Bußfertigkeit, die Bereitschaft, Buße zu tun, ist sehr nahe verwandt mit der Opferbereitschaft. Buße zu tun ist jede Handlung, durch die man sich selbst eine Last auferlegt, die beabsichtigt ist, Sünden (von sich selbst oder von anderen) gegenüber Gottes Gerechtigkeit wieder gutzumachen. Während Opferbereitschaft oft auf die Bereitschaft verweist, etwas zu lassen, was man dennoch lieber schon haben oder tun möchte, verweist Bußfertigkeit in der Regel darauf, etwas, was man lieber nicht tun würde, dennoch zu tun.

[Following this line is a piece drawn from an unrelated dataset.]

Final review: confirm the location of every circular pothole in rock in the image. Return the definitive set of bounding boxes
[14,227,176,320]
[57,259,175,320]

Die beiden Tugenden beruhen aber auf demselben Prinzip und gehören im Allgemeinen denn auch zusammen.

Der Büßer betrachtet Bußetun als höchstes Gut für die Seelen und strebt danach, alles, was ihm Genuss verschaffen kann, möglichst viel zu vermeiden. Man könnte sagen: „Er ist hart zu sich selbst“, auch wenn ich dabei sofort anmerken will, dass auch diese Seinsweise von dem abhängig ist, was man vom Leben erwartet. Dem Genuss zu entsagen, sogar nach relativer Selbstkasteiung zu streben (man braucht sich nicht notwendigerweise selbst geißeln, um bußfertig zu sein!), kann wie ein Balsam für die Seele empfunden werden, dadurch, dass es alle Verbindungskanäle mit Gott weit öffnet. Unter „relativer Selbstkasteiung“ verstehe ich hier: sich selbst nicht in Watte packen, keine Anstrengungen scheuen, nicht davor zurückweichen, Schmerz oder Ungemach zu ertragen, um für die Seele eines Mitmenschen Gnaden herabzubitten.

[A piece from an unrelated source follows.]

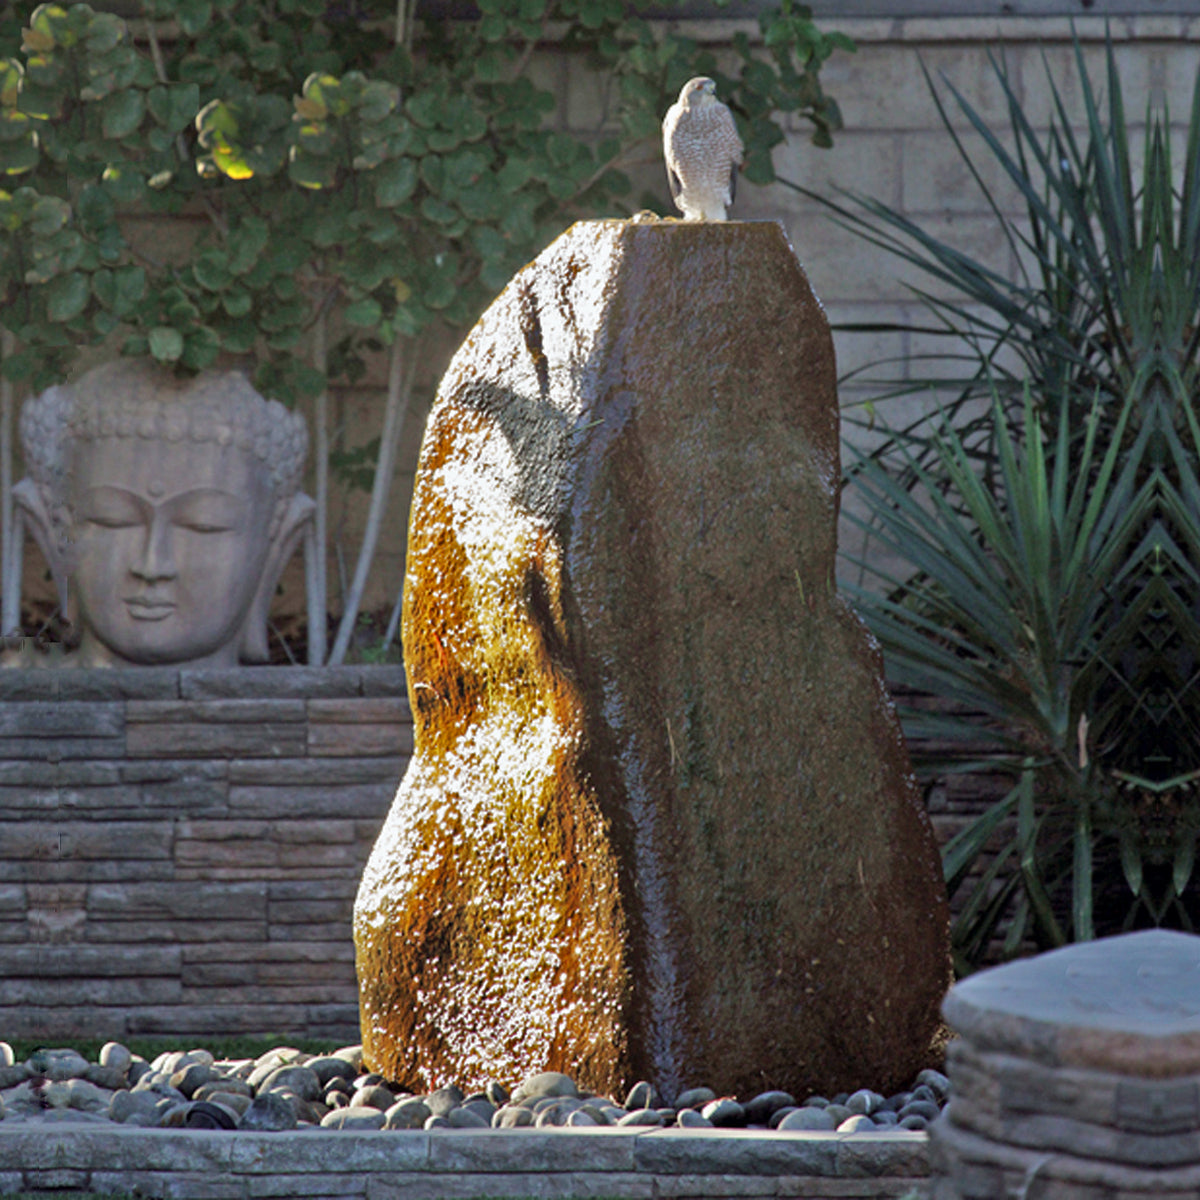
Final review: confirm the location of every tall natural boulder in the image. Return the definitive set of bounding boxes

Eine solche Einstellung wirkt auf viele Menschen als mittelalterlich, uralten Klosterpraktiken eigen oder Einsiedlern vorbehalten, die für heilige Absichten schwärmten. Nichts ist weniger wahr. Vor allem in dieser Zeit relativen Überflusses ist Bußfertigkeit Gold wert, um zu helfen, die gemeinsame Sündenschuld der Menschheit abzubezahlen. Wer dies als einen geistigen Irrtum eines Sonderlings sieht, hat das wahre Leben mit Gott (und mit Maria) nicht verstanden und hat ebenso wenig begriffen, dass auch in unserer Zeit noch immer Seelen zum Weg der Mystik berufen werden, zum intensiven direkten Kontakt mit dem Himmel (Maria, Jesus), zu einem Weg, der gewöhnlich mit einer gnadenvollen Berufung zu strenger Bußfertigkeit einhergeht.

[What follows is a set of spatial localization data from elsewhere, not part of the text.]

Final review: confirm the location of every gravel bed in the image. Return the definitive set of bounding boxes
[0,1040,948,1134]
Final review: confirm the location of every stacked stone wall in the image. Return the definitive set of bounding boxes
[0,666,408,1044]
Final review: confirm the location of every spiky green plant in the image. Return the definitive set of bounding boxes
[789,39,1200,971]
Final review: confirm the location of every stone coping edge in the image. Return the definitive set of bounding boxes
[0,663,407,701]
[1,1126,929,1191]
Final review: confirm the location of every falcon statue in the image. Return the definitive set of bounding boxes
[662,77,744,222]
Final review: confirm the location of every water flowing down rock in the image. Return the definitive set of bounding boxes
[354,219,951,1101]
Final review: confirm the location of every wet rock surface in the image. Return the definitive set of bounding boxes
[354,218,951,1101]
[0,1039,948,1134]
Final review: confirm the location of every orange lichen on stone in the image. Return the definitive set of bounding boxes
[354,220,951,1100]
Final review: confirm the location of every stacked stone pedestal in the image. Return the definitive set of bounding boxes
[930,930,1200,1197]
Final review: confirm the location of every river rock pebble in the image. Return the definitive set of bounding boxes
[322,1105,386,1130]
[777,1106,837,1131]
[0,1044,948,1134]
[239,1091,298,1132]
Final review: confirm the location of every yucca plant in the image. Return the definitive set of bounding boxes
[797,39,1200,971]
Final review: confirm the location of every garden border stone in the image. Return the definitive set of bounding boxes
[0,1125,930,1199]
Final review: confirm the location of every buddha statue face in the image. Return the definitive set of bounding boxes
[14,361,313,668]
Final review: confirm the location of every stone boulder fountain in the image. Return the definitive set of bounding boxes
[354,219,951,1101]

Bußetun reinigt die Seele. Diese Reinigung ist nötig, um zu wachsen. Ich habe bereits in dem Buch „Die Himmlische Hochzeit“ ausführlich über dieses System gesprochen und werde es an dieser Stelle nicht weiter ausführlich erörtern.

Ebenso wie für die Opferbereitschaft gilt auch für die Bußfertigkeit, dass sie von den meisten Menschen gescheut wird, und zwar aus demselben Grunde: Entsagungen und Opfer zu bringen, wird als nicht vereinbar mit einer Überflussgesellschaft betrachtet. Jahrhundertelang haben die meisten Menschen es schwer gehabt. Auch die Kriegsjahre im Zwanzigsten Jahrhundert haben viele Entbehrungen gebracht, und jene, die diese erlitten haben, sind von dem relativen Luxus der Nachkriegsperiode verleitet worden. Die Generationen, die danach gekommen sind, sind in diesem relativen Luxus aufgewachsen und sind oft auch von ihren Eltern verwöhnt worden, die wollten, dass es ihren Kindern besser ergehen solle als ihnen selbst.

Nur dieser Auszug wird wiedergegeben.